Dimensional overshoot: the length or thickness deviation of the clamp body>±0.1mm, affecting the consistency of the clamping force.
Sterilization compatibility problems
Ethylene oxide residue: insufficient resolution leads to material surface embrittlement, and the impact resistance of the clamp body decreases.
Radiation degradation: Gamma radiation triggered POM molecular chain breakage, clip closure force attenuation rate > 10%.
IV.Risk prevention and control and improvement strategy
Design optimization
Increase the density and depth of anti-slip teeth (tooth height ≥ 0.2mm), to improve the clamping stability;
Finite Element Analysis (FEA) is used to optimize the stress distribution of the locking structure to avoid local overload.
Process Enhancement
Mold temperature control precision ±1℃ during the injection stage to ensure uniform crystallinity (β crystalline type ≥60%);
Introducing a visual inspection system for 100% full inspection of latch engagement status and surface defects.
Clinical Practice
Pre-operative clip-tissue matching assessment (e.g. ultrasound measurement of blood vessel diameter);
Avoid direct contact between clips and energy instruments (e.g. electrosurgical knives) to prevent thermal damage.

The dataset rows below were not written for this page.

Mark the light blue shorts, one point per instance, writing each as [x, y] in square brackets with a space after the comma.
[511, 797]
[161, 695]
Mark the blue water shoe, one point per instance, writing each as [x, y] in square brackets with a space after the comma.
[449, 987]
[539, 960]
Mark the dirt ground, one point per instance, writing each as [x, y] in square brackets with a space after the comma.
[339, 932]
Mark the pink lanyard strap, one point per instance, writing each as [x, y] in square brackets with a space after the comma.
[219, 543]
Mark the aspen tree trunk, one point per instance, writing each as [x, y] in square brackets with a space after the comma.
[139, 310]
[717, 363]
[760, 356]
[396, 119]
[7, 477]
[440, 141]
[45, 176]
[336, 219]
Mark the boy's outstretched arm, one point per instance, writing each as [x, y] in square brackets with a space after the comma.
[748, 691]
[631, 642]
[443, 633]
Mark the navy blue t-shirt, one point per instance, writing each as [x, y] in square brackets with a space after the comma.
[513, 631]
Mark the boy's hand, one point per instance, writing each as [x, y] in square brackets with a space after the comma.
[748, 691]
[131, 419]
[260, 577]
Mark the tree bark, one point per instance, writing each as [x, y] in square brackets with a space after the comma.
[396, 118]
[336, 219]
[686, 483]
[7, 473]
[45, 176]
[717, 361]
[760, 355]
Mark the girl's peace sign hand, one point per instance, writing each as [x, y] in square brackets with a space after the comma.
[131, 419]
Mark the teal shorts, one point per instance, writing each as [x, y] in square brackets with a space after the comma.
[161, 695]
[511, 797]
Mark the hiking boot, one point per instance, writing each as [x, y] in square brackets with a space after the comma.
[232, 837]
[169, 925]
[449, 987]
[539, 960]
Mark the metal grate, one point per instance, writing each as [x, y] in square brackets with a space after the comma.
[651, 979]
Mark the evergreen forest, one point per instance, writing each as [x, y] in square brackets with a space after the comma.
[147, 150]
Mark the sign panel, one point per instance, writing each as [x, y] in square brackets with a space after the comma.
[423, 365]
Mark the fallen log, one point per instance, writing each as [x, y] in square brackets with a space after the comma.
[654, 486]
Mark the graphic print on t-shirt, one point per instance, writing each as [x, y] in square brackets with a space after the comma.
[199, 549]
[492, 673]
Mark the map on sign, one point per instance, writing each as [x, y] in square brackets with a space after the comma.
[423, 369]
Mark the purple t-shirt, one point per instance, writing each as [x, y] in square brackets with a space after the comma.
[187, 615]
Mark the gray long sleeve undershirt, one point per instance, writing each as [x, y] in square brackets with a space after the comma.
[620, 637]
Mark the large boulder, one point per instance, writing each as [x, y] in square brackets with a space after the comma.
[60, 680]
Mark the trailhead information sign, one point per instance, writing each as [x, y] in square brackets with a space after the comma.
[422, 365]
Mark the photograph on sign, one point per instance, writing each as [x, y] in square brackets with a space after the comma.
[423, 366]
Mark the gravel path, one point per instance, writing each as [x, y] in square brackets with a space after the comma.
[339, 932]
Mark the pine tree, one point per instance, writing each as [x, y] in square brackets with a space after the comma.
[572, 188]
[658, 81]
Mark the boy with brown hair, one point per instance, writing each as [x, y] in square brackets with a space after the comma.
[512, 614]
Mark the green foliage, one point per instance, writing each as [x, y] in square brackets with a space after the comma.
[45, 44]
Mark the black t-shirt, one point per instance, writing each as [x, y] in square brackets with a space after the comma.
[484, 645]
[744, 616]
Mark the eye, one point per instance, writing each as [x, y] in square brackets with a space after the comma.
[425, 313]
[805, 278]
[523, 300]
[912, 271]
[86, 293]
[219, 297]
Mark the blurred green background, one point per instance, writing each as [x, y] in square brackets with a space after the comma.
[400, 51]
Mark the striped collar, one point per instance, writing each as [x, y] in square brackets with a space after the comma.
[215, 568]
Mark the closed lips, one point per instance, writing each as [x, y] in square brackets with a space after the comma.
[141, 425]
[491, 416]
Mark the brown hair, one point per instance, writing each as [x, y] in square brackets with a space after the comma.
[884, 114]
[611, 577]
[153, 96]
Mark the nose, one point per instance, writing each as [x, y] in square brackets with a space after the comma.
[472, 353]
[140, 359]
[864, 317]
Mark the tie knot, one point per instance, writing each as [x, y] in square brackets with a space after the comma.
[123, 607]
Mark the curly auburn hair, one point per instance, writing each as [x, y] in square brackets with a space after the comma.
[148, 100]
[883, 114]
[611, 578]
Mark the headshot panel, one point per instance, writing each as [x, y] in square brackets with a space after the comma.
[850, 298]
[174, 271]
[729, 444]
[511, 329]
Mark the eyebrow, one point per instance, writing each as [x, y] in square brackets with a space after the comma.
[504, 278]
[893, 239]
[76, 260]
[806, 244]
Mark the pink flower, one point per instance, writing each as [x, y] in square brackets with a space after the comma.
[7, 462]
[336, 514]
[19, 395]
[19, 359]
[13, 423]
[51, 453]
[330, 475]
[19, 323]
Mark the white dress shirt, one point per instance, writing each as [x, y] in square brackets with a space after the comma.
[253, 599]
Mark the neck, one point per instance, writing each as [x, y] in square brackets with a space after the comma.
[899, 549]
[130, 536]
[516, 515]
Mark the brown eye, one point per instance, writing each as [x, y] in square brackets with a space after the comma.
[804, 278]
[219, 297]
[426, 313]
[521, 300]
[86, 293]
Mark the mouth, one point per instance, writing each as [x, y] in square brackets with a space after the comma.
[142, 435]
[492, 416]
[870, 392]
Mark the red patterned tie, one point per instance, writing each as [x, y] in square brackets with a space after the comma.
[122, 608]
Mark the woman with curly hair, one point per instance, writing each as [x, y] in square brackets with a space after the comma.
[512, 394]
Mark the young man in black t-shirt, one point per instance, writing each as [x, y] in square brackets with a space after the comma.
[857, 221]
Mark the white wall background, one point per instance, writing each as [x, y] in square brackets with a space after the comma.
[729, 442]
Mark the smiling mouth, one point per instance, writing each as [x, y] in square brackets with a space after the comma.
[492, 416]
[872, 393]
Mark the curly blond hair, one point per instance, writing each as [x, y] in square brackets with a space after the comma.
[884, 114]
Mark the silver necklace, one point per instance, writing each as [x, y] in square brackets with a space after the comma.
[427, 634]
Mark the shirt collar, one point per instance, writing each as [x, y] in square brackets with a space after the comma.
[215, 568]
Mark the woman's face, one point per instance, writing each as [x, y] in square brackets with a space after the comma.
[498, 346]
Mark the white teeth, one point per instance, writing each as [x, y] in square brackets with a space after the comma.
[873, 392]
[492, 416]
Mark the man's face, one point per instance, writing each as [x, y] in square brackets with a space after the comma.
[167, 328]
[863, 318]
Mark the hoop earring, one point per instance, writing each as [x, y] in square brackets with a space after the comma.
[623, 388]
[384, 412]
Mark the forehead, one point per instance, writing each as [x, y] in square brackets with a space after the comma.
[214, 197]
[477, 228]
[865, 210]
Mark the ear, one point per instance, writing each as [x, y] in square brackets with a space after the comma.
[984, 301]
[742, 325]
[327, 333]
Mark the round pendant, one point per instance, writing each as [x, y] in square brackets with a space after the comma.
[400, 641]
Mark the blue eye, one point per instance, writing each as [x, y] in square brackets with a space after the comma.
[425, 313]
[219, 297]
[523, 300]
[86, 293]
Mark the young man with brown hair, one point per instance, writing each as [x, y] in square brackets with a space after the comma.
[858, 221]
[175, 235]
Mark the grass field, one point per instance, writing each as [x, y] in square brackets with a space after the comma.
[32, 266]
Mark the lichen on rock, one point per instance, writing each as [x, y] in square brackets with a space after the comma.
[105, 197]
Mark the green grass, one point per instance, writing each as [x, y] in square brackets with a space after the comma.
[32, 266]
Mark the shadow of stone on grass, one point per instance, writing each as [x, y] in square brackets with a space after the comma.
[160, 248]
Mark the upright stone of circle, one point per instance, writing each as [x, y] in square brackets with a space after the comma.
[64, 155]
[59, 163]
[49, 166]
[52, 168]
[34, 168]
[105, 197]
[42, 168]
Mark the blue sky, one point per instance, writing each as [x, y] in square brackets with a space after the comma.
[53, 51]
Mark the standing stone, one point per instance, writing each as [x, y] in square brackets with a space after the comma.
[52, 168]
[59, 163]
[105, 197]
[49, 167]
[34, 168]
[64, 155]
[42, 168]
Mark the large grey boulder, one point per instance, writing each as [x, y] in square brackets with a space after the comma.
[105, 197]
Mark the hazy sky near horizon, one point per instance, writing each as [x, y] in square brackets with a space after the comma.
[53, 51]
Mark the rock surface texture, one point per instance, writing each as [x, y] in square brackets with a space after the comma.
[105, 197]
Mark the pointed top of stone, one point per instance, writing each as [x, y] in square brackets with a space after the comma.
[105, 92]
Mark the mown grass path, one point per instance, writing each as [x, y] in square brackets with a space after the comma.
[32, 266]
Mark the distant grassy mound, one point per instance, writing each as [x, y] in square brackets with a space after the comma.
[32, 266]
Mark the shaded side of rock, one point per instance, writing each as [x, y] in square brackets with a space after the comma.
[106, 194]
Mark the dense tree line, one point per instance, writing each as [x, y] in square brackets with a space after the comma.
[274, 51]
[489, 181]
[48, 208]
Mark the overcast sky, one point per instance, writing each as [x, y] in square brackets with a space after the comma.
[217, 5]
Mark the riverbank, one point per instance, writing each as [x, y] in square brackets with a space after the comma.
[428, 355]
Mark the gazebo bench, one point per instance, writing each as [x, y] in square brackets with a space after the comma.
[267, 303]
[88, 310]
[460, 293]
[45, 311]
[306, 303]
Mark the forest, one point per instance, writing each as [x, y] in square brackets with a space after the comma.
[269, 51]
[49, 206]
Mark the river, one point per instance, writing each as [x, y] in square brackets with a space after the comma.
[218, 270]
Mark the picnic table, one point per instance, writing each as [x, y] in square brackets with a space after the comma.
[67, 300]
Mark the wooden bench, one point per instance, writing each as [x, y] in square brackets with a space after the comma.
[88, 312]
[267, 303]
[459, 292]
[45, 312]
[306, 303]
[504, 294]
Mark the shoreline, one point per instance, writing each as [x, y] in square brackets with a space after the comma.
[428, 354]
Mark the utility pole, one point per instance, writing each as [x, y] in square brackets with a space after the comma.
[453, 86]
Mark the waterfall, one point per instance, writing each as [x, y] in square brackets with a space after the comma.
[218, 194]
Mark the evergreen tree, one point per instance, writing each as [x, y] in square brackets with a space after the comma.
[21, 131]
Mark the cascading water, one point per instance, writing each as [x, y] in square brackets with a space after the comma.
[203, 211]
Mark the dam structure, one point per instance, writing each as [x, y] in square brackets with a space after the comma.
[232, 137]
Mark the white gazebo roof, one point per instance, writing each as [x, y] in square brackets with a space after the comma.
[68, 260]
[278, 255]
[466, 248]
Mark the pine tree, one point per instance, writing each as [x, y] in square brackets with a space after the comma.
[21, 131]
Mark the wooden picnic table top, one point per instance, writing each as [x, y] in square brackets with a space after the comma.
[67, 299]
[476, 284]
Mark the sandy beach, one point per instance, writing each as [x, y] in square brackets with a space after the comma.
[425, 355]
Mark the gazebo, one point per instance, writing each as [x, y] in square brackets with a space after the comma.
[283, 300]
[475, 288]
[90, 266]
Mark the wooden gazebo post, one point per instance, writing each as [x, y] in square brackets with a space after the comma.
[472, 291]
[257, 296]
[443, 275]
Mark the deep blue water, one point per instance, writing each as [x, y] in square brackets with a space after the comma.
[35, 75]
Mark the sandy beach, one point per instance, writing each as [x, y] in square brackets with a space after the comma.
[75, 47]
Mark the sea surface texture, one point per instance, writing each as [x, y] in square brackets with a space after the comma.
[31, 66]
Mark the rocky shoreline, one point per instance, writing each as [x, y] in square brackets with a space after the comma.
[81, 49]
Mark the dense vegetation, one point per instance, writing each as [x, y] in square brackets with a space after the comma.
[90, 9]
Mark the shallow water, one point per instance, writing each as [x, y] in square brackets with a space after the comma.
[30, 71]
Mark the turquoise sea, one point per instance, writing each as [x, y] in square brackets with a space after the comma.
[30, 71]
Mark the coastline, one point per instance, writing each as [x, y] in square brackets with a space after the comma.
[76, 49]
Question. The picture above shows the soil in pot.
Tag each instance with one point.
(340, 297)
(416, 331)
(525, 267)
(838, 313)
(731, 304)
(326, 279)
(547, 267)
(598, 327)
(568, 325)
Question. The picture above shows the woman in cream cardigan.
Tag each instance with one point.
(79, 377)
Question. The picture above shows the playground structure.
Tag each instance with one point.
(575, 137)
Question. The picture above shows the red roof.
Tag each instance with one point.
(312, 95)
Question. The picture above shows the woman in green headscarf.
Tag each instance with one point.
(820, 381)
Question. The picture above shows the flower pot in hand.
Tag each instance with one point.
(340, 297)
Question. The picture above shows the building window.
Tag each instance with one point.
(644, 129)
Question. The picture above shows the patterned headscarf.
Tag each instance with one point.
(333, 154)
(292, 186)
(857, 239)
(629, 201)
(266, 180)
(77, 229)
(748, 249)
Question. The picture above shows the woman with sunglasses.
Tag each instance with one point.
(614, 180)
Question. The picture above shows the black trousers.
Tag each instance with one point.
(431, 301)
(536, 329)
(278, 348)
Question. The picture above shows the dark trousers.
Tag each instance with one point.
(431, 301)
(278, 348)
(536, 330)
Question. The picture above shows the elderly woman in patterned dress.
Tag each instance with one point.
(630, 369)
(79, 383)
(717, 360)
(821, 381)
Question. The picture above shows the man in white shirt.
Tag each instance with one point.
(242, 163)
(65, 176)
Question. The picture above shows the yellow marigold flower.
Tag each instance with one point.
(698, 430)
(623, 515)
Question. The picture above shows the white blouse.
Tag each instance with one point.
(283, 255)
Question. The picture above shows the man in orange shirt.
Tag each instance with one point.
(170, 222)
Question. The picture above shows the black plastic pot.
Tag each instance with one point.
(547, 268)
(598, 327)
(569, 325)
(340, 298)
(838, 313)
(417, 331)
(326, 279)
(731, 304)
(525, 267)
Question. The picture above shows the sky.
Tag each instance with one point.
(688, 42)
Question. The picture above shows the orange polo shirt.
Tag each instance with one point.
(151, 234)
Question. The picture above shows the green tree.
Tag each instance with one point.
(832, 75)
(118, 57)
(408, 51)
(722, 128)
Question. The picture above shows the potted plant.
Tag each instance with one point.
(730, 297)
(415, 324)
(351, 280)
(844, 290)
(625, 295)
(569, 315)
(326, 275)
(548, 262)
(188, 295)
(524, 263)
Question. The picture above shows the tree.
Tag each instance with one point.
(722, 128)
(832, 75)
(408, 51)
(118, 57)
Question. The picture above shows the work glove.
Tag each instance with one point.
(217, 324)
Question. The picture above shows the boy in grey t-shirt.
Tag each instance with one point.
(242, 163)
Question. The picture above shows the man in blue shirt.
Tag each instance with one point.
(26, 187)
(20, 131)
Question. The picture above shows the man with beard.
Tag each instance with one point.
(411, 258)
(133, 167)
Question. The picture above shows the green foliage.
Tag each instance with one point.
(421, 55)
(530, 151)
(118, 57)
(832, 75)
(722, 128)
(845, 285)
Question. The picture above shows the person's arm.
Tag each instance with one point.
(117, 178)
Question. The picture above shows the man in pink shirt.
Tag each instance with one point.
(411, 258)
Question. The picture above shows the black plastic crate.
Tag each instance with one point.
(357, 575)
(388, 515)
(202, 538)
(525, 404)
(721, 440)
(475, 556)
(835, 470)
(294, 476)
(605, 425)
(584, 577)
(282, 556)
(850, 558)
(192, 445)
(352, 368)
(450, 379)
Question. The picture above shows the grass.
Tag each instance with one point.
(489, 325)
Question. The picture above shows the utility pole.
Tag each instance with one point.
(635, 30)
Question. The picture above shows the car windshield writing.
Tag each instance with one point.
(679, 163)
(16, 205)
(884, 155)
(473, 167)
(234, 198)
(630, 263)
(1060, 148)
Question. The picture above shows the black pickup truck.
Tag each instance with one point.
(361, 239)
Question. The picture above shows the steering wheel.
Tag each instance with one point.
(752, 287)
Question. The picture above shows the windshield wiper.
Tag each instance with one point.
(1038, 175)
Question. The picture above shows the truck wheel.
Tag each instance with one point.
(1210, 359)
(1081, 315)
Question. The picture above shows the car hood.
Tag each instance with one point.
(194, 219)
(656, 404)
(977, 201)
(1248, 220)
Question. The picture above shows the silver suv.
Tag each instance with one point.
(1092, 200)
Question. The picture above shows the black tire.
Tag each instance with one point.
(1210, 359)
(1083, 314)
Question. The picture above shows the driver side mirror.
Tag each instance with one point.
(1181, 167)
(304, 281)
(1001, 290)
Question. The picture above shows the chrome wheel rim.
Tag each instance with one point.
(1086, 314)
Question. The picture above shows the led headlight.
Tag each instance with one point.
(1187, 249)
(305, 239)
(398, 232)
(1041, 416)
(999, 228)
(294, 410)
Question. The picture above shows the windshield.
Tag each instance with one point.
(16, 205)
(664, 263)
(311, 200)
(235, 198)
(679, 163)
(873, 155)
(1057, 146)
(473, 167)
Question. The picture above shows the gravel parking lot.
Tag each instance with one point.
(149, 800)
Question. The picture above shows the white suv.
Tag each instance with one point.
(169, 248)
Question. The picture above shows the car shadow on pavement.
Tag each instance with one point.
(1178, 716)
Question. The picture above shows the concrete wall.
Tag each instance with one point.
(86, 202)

Sterilization and quality control
Use low-temperature plasma sterilization instead of gamma radiation to reduce material degradation;
Establish a comparative database of clip closure force before and after sterilization, and set a threshold for attenuation rate (≤5%).
Conclusion
The clinical risks and failure modes of POM tissue closure clips need to be controlled through the whole chain of “design-process-operation”. Future R&D should focus on material modification (e.g., glass fiber reinforced POM), intelligent clamping force feedback system, and degradable alternatives, so as to fundamentally improve product reliability and upgrade the safety of minimally invasive surgery.